Eastern Maine Medical Center in Bangor had its busiest week since July, averaging 1.7 COVID-19 inpatients a day for the period, while MaineGeneral in Augusta had 2.4 a day, its busiest week since the late May surge.

By contrast, Portland’s hospitals were both unusually quiet for the week ending Thursday, with Maine Med reporting an average of only 0.9 patients per day, down from the low-to-mid 30s per day during the disease’s peak surges in early April and late May. Mercy Hospital hasn’t had a COVID-19 inpatient since Sept. 28.

The largest hospital in York County, Southern Maine Health Care Medical Center, also had 0.9 patients per day, while Mid Coast in Brunswick last had a COVID-19 inpatient on Oct. 2.

Androscoggin County’s major hospitals were quiet. Central Maine Medical Center in Lewiston had 0.9 inpatients a day, less than half its burden in late September and the first half of October. Lewiston’s other hospital, St. Mary’s, had no COVID-19 inpatients at all for the period, whereas it had at least one every day from Sept. 26 to Oct. 19.

“The window is getting narrower to get this under control, and it’s all in our hands,” said Mills, a former director of the Maine CDC and younger sister of Gov. Janet Mills. “It’s the ‘three W’s’: Watch your distance, wear a mask, and wash your hands.”
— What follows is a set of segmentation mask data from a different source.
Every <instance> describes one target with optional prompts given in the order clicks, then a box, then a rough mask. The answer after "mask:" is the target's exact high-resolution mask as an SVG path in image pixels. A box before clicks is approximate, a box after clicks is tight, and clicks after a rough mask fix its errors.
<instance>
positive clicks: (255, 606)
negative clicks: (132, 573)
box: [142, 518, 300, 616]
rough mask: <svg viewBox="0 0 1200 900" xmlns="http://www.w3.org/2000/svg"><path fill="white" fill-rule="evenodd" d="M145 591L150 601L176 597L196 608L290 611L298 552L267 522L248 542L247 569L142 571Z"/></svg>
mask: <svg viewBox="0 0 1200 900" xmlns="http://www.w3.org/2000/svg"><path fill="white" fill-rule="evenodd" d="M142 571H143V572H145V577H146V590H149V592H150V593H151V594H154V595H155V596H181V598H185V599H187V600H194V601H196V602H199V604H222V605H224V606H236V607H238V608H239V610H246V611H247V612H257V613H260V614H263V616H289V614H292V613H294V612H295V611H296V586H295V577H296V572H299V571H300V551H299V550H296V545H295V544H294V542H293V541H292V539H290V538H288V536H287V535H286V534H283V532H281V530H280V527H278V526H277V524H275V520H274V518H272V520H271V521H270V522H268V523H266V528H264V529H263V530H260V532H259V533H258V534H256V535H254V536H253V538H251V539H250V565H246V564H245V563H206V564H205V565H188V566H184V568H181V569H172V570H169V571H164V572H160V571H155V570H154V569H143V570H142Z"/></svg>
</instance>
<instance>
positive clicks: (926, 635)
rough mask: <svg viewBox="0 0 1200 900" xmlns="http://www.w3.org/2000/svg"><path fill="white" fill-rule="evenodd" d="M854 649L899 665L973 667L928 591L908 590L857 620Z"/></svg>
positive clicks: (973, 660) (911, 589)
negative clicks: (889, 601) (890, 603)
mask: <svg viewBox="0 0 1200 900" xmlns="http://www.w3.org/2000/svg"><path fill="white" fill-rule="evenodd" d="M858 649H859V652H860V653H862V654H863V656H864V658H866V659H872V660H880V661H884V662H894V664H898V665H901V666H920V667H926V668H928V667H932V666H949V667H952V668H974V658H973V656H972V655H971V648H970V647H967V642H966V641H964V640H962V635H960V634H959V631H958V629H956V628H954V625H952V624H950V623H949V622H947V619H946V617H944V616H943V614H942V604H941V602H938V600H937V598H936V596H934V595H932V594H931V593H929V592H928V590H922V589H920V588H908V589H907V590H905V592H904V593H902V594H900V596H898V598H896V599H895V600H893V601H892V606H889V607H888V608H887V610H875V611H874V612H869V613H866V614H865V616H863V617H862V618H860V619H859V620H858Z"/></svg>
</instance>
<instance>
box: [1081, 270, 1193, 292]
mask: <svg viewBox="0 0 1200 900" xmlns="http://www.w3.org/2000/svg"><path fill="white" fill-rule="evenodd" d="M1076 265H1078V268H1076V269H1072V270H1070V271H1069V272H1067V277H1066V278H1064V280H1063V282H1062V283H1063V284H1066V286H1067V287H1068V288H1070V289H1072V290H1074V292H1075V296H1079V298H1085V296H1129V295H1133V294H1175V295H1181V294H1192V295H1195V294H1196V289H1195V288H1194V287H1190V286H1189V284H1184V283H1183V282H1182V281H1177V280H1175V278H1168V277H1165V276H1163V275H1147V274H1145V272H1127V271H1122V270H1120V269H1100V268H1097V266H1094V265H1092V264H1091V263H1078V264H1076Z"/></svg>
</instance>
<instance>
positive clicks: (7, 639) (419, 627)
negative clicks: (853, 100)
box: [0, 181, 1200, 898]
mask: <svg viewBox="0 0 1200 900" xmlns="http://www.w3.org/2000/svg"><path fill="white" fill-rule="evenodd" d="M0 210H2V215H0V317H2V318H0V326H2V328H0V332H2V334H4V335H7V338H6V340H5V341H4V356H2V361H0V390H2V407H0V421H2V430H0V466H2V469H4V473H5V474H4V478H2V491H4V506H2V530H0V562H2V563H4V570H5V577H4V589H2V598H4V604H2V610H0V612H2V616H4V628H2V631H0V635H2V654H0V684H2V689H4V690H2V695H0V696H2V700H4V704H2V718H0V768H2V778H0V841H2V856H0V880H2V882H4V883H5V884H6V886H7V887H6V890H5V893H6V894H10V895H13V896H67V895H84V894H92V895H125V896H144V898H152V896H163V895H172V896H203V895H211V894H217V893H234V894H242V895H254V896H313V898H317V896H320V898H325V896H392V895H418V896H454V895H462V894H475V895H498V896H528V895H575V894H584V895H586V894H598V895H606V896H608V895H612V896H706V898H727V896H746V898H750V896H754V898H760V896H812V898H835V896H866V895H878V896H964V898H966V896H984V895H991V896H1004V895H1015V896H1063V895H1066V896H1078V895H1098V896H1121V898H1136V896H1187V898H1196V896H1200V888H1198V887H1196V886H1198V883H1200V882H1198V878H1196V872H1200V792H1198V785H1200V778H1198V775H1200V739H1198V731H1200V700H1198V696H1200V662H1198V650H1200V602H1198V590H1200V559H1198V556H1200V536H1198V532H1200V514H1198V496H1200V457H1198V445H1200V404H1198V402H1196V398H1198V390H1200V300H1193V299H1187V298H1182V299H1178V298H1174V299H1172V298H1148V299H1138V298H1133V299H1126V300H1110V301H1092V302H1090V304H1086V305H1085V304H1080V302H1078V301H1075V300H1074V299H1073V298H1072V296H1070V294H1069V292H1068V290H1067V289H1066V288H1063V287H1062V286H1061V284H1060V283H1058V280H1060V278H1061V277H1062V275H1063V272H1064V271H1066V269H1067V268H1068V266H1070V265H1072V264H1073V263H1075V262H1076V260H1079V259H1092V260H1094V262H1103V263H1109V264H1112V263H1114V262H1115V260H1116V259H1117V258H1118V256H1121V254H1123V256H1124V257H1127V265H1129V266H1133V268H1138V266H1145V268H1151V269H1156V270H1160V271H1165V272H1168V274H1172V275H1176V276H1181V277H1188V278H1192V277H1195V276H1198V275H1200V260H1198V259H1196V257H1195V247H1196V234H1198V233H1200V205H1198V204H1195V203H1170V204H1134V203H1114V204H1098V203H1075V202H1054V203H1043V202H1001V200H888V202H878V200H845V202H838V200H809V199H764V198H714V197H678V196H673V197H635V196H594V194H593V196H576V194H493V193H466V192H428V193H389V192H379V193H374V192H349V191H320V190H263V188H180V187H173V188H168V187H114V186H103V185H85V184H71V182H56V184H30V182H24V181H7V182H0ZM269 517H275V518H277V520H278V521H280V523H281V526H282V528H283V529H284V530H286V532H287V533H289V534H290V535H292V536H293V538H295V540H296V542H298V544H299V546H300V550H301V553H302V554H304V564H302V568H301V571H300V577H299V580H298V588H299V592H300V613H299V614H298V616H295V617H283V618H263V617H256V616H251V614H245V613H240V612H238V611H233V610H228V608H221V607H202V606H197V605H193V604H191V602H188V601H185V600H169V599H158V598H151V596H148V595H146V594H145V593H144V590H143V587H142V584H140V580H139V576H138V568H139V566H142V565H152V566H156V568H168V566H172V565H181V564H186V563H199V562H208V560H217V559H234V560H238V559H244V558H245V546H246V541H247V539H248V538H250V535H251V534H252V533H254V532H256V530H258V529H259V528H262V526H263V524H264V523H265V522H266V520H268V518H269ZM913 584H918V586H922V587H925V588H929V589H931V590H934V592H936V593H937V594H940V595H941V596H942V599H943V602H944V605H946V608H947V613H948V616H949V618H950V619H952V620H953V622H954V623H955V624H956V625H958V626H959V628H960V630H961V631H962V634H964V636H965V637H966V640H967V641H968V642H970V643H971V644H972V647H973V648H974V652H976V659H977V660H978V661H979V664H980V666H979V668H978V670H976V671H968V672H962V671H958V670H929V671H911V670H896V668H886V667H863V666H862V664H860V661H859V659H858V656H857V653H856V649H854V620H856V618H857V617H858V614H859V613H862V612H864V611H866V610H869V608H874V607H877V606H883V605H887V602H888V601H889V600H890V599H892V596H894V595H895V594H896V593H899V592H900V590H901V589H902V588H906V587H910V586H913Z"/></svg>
Hospitalizations are a lagging indicator in that they typically occur one to three weeks after a person is exposed to the disease, but unlike other metrics, it is not dependent on who and how many people were tested. They can end three ways: recovery, death or transfer to another facility.

The Press Herald’s survey is for the seven days ending Oct. 29. It compiles data received directly from the hospitals and hospital networks. The data do not include outpatients or inpatients who were suspected of having the virus but never tested. The survey includes most of the state’s hospitals and accounts for the vast majority of the statewide hospitalizations reported each week by the Maine CDC.